Tony Goes

O torcedor brasileiro não sabe o que é o espírito olímpico

  • Salvar artigos

    Recurso exclusivo para assinantes

    assine ou faça login

A Olimpíada de Londres termina neste domingo. Marisa Monte e Seu Jorge participarão da cerimônia de encerramento: tradicionalmente, artistas do próximo país-sede sempre se apresentam no final dos Jogos.

E eu sinto um frio na barriga: 2016 já está aí! Será que estaremos preparados? Não estou falando dos estádios ou da infra-estrutura. Acho simplesmente que o torcedor brasileiro não faz a menor ideia do que seja o espírito olímpico.

As duas últimas semanas renderam provas copiosas dessa minha tese. A cada fracasso nacional, as redes sociais explodiam em críticas ao desempenho dos atletas. Preguiçosos, vagabundos, imaturos emocionalmente, incapazes de resistir às pressões - e estes são apenas os xingamentos mais delicados com que brindamos os derrotados.

É um fenômeno curioso, e mais um desdobramento da maneira como a internet mudou o relacionamento dos cidadãos comuns com as celebridades. Hoje qualquer um se sente autorizado a insultar quem quer que seja, ainda mais se estiver protegido pelo manto do anonimato.

Os Jogos Olímpicos também revelam a nossa pobreza esportiva. Apesar de todos os esforços, o Brasil continua sendo o país do futebol - e só do futebol. Nosso interesse pelas outras modalidades é inconstante: geralmente só prestamos atenção quando estamos ganhando.

E tratamos tudo como se fosse futebol. Gritamos durante as provas de atletismo, que exigem máxima concentração.

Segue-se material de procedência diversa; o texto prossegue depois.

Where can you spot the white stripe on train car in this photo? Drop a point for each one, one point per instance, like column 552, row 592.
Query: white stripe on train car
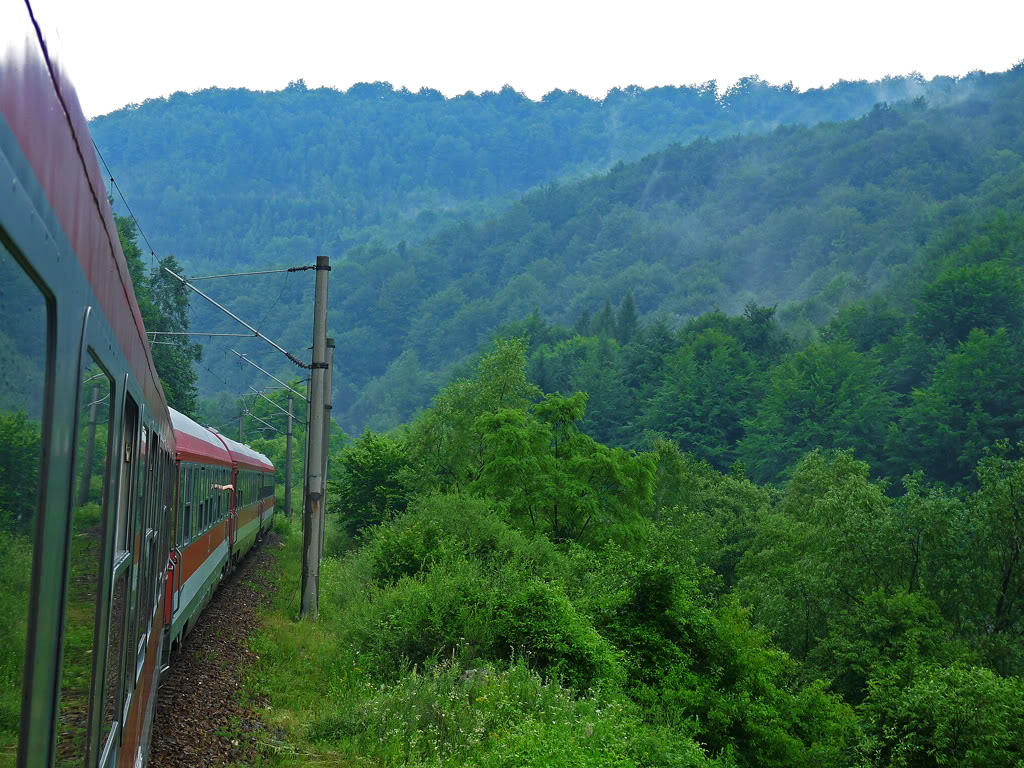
column 197, row 580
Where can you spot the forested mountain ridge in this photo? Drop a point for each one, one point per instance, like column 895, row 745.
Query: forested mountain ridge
column 814, row 216
column 228, row 177
column 809, row 217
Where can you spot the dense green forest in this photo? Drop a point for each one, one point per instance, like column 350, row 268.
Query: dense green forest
column 830, row 211
column 715, row 458
column 504, row 590
column 297, row 173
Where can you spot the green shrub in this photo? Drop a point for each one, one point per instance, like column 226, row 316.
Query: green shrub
column 955, row 716
column 496, row 718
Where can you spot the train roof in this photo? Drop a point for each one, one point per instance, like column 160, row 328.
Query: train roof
column 41, row 109
column 196, row 442
column 245, row 456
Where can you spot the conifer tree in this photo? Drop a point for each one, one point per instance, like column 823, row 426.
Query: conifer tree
column 627, row 320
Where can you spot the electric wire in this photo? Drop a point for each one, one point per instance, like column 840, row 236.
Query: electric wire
column 138, row 226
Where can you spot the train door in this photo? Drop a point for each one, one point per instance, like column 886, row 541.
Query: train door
column 232, row 526
column 175, row 547
column 118, row 682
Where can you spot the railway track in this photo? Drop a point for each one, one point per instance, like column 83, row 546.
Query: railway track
column 203, row 720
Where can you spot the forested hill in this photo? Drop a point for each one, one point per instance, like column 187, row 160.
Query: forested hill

Organizamos batucadas, soltamos palavrões, hostilizamos juízes. Estamos, em suma, mal habituados.

Também nos acostumamos aos craques milionários, que compram carrões e vivem rodeados de mulheres. Perdoamos seus excessos, contanto que eles façam gols. Por associação, achamos que todo atleta é paparicado, e portanto tem a obrigação de trazer medalhas e troféus.

Nada mais distante da realidade dos nossos representantes em Londres. Quase todos têm origem humilde. E todos, sem exceção, treinaram duro a vida inteira, com apoio insuficiente e todo tipo de obstáculo.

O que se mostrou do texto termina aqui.